No fim-de-semana, de posse dos respectivos videocassetes, assisti na íntegra a três programas do horário eleitoral gratuito na TV. Ouvi também três programas do horário gratuito nas emissoras de rádio. Minha reação, ao final, foi a previsível: o conjunto de qualquer um dos programas é insuportável, em virtude da repetição de temas, do atropelo de palavras ou de idéias e do desempenho cretino de alguns candidatos, que contaminam infelizmente a visão dos demais.
O problema não se localiza na existência do horário gratuito em si (aliás, nem tão gratuito, pois as emissoras podem abater de seu Imposto de Renda os custos). Os fatores de desgaste são outros; o excesso de tempo, o excesso de microcandidatos e microlegendas, sem representatividade social nem viabilidade política, e o tempo reservado aos candidatos a deputado.
Para estes, trata-se de uma regalia inútil em face do reduzidíssimo tempo disponível por candidato, já que existem mais de mil concorrentes a deputado em São Paulo, por exemplo. É necessário reconhecer o problema, deixar de lado os preconceitos e debater seriamente o voto distrital misto e os programas gratuitos regionalizados.
Eliminando as microlegendas, excluindo os candidatos a deputado dos programas estaduais e estabelecendo um teto de tempo (nenhum candidato teria mais de quatro minutos, por exemplo), o horário gratuito poderia resumir-se a meia hora, quatro vezes por semana. Isto aumentaria, sem dúvida, a audiência e a eficácia dos programas, favorecendo o exercício mais consciente do direito de voto.
No meio de tanta chatice, há uma aberração que tem passado despercebida: o tempo dos candidatos ao Senado não foi distribuído de forma proporcional ao tamanho dos partidos ou das coligações, ao contrário do que acontece com os candidatos a presidente, governador e deputado. A distribuição foi feita de forma igualitária, de modo que, em São Paulo, onde existe um número elevado de candidatos a senador, o tempo de cada um, descontada a vinheta de abertura, é de 41 ou 42 segundos. Só por curiosidade, experimente o leitor explicar nesse tempo, com início, meio e fim, alguma idéia não trivial nem maluca.

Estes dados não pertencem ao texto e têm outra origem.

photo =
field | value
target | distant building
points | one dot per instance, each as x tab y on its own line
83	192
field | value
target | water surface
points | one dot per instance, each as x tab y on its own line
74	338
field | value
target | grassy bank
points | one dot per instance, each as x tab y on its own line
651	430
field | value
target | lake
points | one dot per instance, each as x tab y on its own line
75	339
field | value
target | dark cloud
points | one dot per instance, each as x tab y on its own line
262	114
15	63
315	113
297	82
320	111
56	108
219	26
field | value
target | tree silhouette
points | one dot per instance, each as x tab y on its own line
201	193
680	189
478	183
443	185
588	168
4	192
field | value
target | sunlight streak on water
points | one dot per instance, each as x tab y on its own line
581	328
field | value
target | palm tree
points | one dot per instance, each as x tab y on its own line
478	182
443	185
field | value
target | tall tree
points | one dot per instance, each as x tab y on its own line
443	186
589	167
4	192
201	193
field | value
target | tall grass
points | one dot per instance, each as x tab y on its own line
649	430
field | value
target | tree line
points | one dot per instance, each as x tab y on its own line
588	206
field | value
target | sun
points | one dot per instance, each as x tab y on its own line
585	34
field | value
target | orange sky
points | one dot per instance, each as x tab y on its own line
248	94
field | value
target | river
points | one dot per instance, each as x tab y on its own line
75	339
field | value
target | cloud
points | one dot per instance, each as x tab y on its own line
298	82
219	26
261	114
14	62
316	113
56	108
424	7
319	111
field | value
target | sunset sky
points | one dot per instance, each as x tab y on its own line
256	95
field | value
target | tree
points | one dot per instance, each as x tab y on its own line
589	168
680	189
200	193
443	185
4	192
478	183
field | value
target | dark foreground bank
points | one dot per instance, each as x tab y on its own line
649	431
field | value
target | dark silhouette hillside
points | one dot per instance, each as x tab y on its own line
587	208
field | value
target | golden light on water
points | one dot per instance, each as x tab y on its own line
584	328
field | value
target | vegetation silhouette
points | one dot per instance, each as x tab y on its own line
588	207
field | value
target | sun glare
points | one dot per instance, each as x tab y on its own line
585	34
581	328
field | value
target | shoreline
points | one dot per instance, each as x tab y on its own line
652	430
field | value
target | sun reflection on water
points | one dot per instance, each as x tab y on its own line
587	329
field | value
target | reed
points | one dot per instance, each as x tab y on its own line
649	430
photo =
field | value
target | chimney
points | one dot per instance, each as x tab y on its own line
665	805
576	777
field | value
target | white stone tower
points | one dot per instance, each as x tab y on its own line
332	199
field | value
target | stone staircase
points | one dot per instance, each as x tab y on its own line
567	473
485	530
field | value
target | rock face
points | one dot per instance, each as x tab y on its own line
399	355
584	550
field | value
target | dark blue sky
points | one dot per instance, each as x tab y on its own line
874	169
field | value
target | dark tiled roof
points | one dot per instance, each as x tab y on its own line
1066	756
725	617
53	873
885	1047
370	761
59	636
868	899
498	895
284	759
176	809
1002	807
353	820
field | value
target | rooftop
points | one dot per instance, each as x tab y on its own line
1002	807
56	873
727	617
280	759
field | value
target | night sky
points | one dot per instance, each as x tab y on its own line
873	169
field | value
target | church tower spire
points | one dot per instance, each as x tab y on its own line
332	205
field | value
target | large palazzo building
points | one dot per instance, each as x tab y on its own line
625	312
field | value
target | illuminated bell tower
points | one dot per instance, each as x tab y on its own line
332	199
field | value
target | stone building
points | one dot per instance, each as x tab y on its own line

O jeito é continuar gastando a voz e a sola do sapato nas ruas e nos palanques, onde, aliás, na última semana, três coisas ficaram mais do que claras. No atacado, a população mais pobre, que representa dois terços dos eleitores, gosta mesmo do real. Alimenta, porém, outras preocupações sérias. Por exemplo: como garantir que o real não naufrague? Quando começarão a ser resolvidos outros problemas dramáticos, como o desemprego?
Em segundo lugar e por mais absurdo que pareça, a principal e mais cansativa falha do real, ao menos para os pequenos comerciantes, é a falta de troco, a escassez de moedinhas, que, infelizmente, ainda se prolongará por um mês, no mínimo.
Por último, as recentes baixarias eleitorais contra o senador Mário Covas, candidato ao governo de São Paulo, não tiveram o efeito que seus autores esperavam. Não encontrei uma só pessoa que fizesse qualquer pergunta ou comentário. E, ao contrário do que muitos imaginam, quando uma questão que sensibiliza a população é levantada na campanha eleitoral, a manifestação de dúvida é imediata entre os eleitores.
Enfim, a democracia cansa, mas compensa.